Killer of Col. James Rowe to be released
The Belmont Club | June 18, 2005

Posted on 06/19/2005 7:46:18 AM PDT by SteveMcKing

The assassin of Col. James Rowe, the "political prisoner" Danilo Continente, is scheduled to be freed from prison on June 28th after serving his maximum sentence. Philippine President Fidel Ramos refused to pardon Continente during his term of office despite representations by 'human rights organizations'. But with his sentence served, Continente will soon be a free man. The left-leaning Philippine Daily Inquirer has started a countdown to the blessed moment.

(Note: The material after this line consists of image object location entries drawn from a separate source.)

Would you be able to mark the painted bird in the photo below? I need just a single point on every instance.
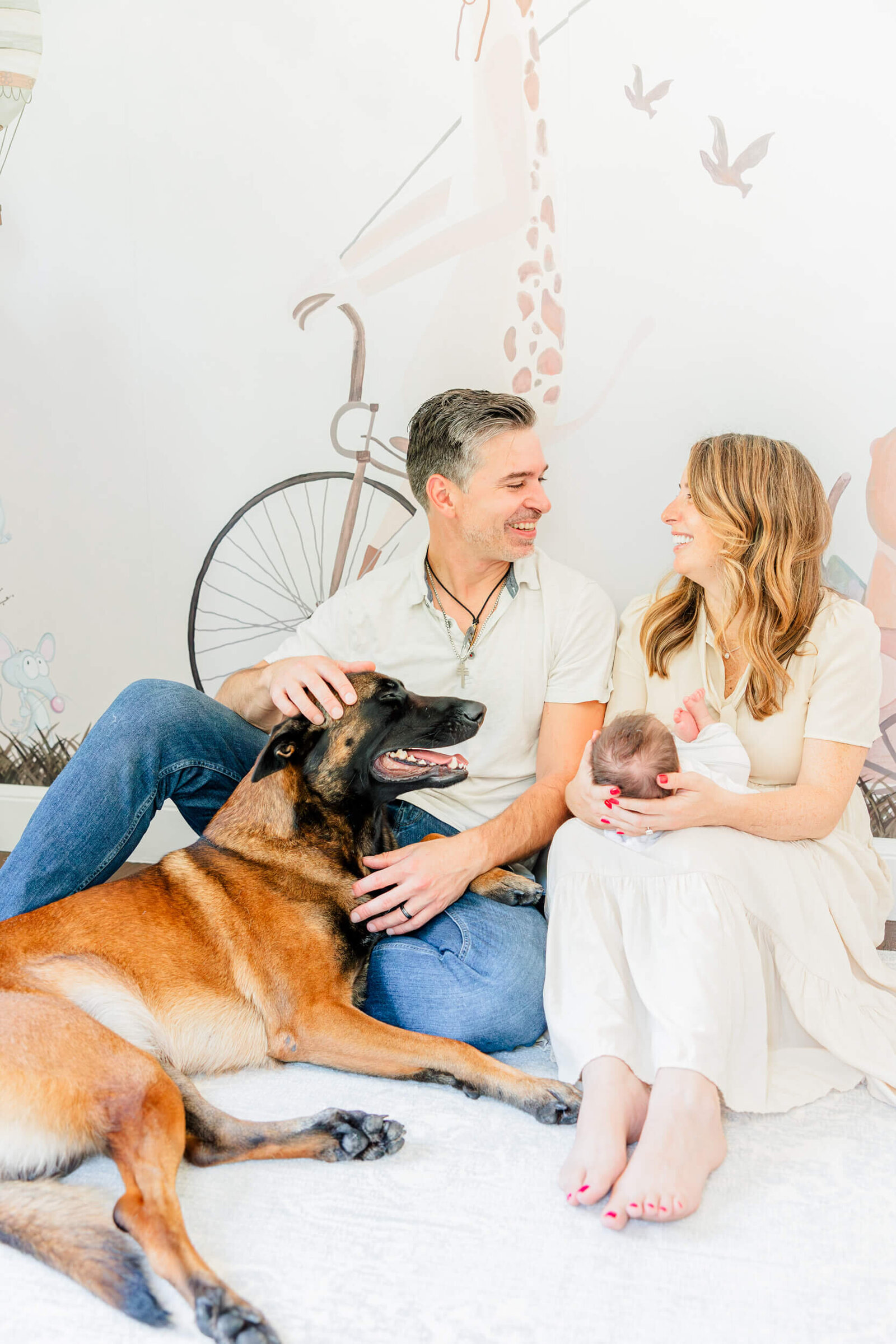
(640, 100)
(729, 175)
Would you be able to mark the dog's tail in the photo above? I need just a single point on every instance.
(70, 1229)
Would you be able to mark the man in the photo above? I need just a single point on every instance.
(477, 612)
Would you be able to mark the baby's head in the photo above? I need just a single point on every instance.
(632, 752)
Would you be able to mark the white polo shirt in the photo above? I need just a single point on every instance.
(551, 639)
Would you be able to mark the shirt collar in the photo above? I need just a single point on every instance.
(419, 590)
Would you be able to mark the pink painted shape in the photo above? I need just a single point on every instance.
(553, 316)
(550, 362)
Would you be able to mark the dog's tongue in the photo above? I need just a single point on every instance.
(437, 757)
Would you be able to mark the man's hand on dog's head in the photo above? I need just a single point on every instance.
(296, 683)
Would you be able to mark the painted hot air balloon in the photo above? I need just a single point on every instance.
(21, 48)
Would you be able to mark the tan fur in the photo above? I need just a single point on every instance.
(231, 953)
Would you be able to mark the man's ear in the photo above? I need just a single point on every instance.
(288, 745)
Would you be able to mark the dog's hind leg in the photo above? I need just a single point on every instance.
(340, 1037)
(332, 1136)
(88, 1089)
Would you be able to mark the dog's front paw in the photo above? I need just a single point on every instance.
(227, 1319)
(359, 1136)
(558, 1104)
(511, 889)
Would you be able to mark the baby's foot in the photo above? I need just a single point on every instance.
(614, 1104)
(683, 1141)
(693, 717)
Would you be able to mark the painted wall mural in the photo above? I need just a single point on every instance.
(21, 50)
(879, 595)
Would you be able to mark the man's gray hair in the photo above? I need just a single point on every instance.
(446, 432)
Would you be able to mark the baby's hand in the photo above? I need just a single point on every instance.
(692, 717)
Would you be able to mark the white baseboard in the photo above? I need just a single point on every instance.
(167, 830)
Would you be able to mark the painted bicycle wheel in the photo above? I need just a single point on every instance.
(274, 562)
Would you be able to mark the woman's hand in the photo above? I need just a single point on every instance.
(595, 804)
(696, 803)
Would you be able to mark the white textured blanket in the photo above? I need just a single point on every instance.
(464, 1235)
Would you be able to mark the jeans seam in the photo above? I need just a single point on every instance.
(148, 800)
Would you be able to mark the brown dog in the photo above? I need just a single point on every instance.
(233, 953)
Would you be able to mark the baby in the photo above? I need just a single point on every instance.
(636, 748)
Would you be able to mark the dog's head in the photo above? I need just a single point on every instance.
(388, 744)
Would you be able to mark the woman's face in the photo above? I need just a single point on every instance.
(695, 549)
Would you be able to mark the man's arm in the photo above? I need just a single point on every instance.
(269, 693)
(430, 877)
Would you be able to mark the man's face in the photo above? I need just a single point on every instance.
(504, 499)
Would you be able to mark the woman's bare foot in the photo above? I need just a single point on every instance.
(614, 1105)
(682, 1143)
(693, 717)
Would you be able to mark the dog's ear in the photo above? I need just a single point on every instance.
(289, 744)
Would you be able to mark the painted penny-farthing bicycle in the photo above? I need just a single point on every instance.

In just nine days, Donato Continente becomes a free man. And for him, freedom means becoming a full-time father to his 6-year-old son. Continente, 43, one of two men convicted in the killing of US Army Col. James Rowe in 1989, is set to be released from the New Bilibid Prisons (NBP) in Muntinlupa on June 28. Bureau of Corrections records show that he has served the maximum sentence of 16 years.

His chief regret, the Inquirer says, has been an inability to spend time with his son, conceived on a conjugal visit.

During the occasional visit, after the child had become comfortable with his father, they would spend the allotted eight hours chatting and frolicking in the prison's playground. "He would often ask me if it was really a prisoner because he couldn't see barred cells and barbed wire." ... Continente was initially convicted as a principal in the murder of Rowe, for which he was given a life sentence on Feb. 27, 1991. But upon review, the Supreme Court ruled in August 2000 that he was only an accomplice and lowered his sentence to 14 years. He was recommended for release thrice under the Ramos administration's amnesty program: In January 1993, by the Presidential Review Committee secretariat; in June 1993, by the Department of Justice, and in 1994, by the Presidential Committee for the Grant of Bail, Release on Pardon and Parole. But Continente remained behind bars, allegedly because of pressure from the US government.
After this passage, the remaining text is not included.